A melancholy chant, full of the flavor of steaming rivers and hot forests, floated from the choir as the priest began the Mass. Suddenly, like the rumbling of a far-off storm, a drum joined in. "Eze se kenzapa," they prayed together. "We implore you, Our Lord . . ."

Thus went the "Congo Canoemen's Mass." Its drumbeat did not seem out of place to the natives who crowded the mission church of St. Anne in Brazzaville, French Equatorial Africa. The church's curving Gothic arch resembled the silhouette of an outsized mud hut, and its lofty vaults and arches were modeled after palm trees. The altar was made of two rough boulders topped by a monolith and the simple carved benches resembled witch doctors' ritual chairs. With its glassless windows admitting light and air and its roof covered with brilliant emerald tiles, the church seemed like a cool spot in the jungle.

Hardly less extraordinary than the service or the church is the man largely responsible for them both, 40-year-old Father Paul Bureth. St. Anne's financial angel and a first-rank showman.

Also a Five-Ton Truck. An outspoken, hardheaded Alsatian who fought as a private in the French army in World War II, Father Bureth was first assigned to Brazzaville in 1945, was back in France within a few months with heart trouble and a doctor's warning that the tropics were not for him. But St. Anne's (started as a memorial to French soldiers) needed money, and Father Bureth organized some unemployed Africans in France into a song-and-dance group. He took them on a triumphal tour of the country, and francs rolled into the church-building fund. Between shows. Father Bureth taught French church choirs the Canoemen's Mass (written especially for St. Anne's by a French musicologist) and personally played the drums. He had to turn down an offer to put on an African floor show in a California nightspot.

By 1952 everybody, including Father Bureth, had forgotten that the tropics were bad for him. Sent back to Brazzaville (pop. 84,000) by his superiors in the Congregation of the Holy Ghost to supervise construction of the church, he tirelessly wheedled free building materials, organized a native concert and mammoth fairs to raise more money. To the natives, he became known as "Bouloumboulou." or "Assassin," a humorous reference to his driving energy and the awe in which he is held. His anger can indeed be awe-inspiring. Once, when he discovered that a native was being slowly poisoned by an uncle who wanted his property. Father Bureth broke into the man's hut, threatened to flatten both uncle and hut with his five-ton truck. The poisoning process stopped.

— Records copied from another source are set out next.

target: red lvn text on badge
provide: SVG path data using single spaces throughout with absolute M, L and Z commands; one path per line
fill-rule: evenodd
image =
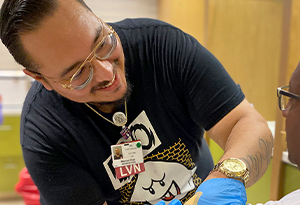
M 116 177 L 121 179 L 145 171 L 144 163 L 116 167 Z

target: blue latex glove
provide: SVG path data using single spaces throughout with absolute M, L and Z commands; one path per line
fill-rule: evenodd
M 209 179 L 196 192 L 202 192 L 197 205 L 245 205 L 247 202 L 245 186 L 236 179 Z
M 198 202 L 193 201 L 193 205 L 245 205 L 247 202 L 245 186 L 242 182 L 236 179 L 210 179 L 203 182 L 196 192 L 202 194 L 199 194 L 200 198 Z M 164 201 L 160 201 L 156 205 L 166 205 L 166 203 Z M 169 203 L 169 205 L 182 204 L 179 200 L 174 199 Z
M 166 203 L 164 201 L 160 201 L 156 205 L 166 205 Z M 182 204 L 178 199 L 174 199 L 169 203 L 169 205 L 182 205 Z

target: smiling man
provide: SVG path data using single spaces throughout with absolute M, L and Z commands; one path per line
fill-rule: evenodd
M 42 204 L 184 203 L 203 185 L 220 204 L 246 202 L 273 137 L 192 36 L 153 19 L 107 24 L 82 0 L 6 0 L 0 17 L 2 42 L 35 79 L 21 145 Z M 205 130 L 224 149 L 215 167 Z
M 105 108 L 111 112 L 114 102 L 122 99 L 127 89 L 120 39 L 85 7 L 65 4 L 70 9 L 57 5 L 35 32 L 20 36 L 28 57 L 40 68 L 38 72 L 24 72 L 70 100 L 107 102 Z

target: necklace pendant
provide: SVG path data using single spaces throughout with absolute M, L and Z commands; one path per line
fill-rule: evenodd
M 116 112 L 112 118 L 114 124 L 119 127 L 124 126 L 127 123 L 127 117 L 123 112 Z
M 122 127 L 122 130 L 120 132 L 120 134 L 127 140 L 129 137 L 131 137 L 131 132 L 130 130 L 128 129 L 128 127 L 126 126 L 123 126 Z

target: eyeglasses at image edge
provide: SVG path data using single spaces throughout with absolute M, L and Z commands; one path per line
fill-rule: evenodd
M 279 109 L 281 111 L 284 111 L 284 110 L 287 110 L 288 108 L 286 109 L 283 109 L 282 106 L 281 106 L 281 101 L 282 101 L 282 95 L 283 96 L 287 96 L 287 97 L 290 97 L 290 98 L 293 98 L 295 100 L 300 100 L 300 95 L 296 95 L 294 93 L 291 93 L 289 91 L 286 91 L 284 89 L 286 88 L 289 88 L 289 86 L 281 86 L 279 88 L 277 88 L 277 97 L 278 97 L 278 105 L 279 105 Z

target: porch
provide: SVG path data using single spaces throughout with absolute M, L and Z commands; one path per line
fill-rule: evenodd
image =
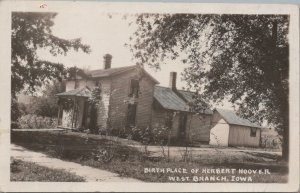
M 76 130 L 89 128 L 91 105 L 88 99 L 91 98 L 92 92 L 87 87 L 62 92 L 56 96 L 59 97 L 58 128 Z

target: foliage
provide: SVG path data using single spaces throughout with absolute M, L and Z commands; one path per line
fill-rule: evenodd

Also a Spire. Thanks to Father Bureth, St. Anne's is slowly nearing completion (cost so far: 96 million francs, or $274,-285). has already become an active center of worship for its 8,000 native and several hundred European parishioners. Next major step: construction of a 265-foot spire to crown the edifice.

But this week, as he unpacked a new shipment of 22,000 tiles for the church, scowling at each damaged tile through his steel-rimmed glasses, he had a more immediate project in mind. For designing the church (without fee), French Architect Robert Erell, a Protestant, was awarded the Order of St. Sylvester by the Pope. This, according to Bureth, entitles Erell by ancient 'custom to enter St. Anne's Church on horseback. Showman Bureth is arranging to have the architect ride into church astride a horse just before the Canoemen's Mass on Whitsunday.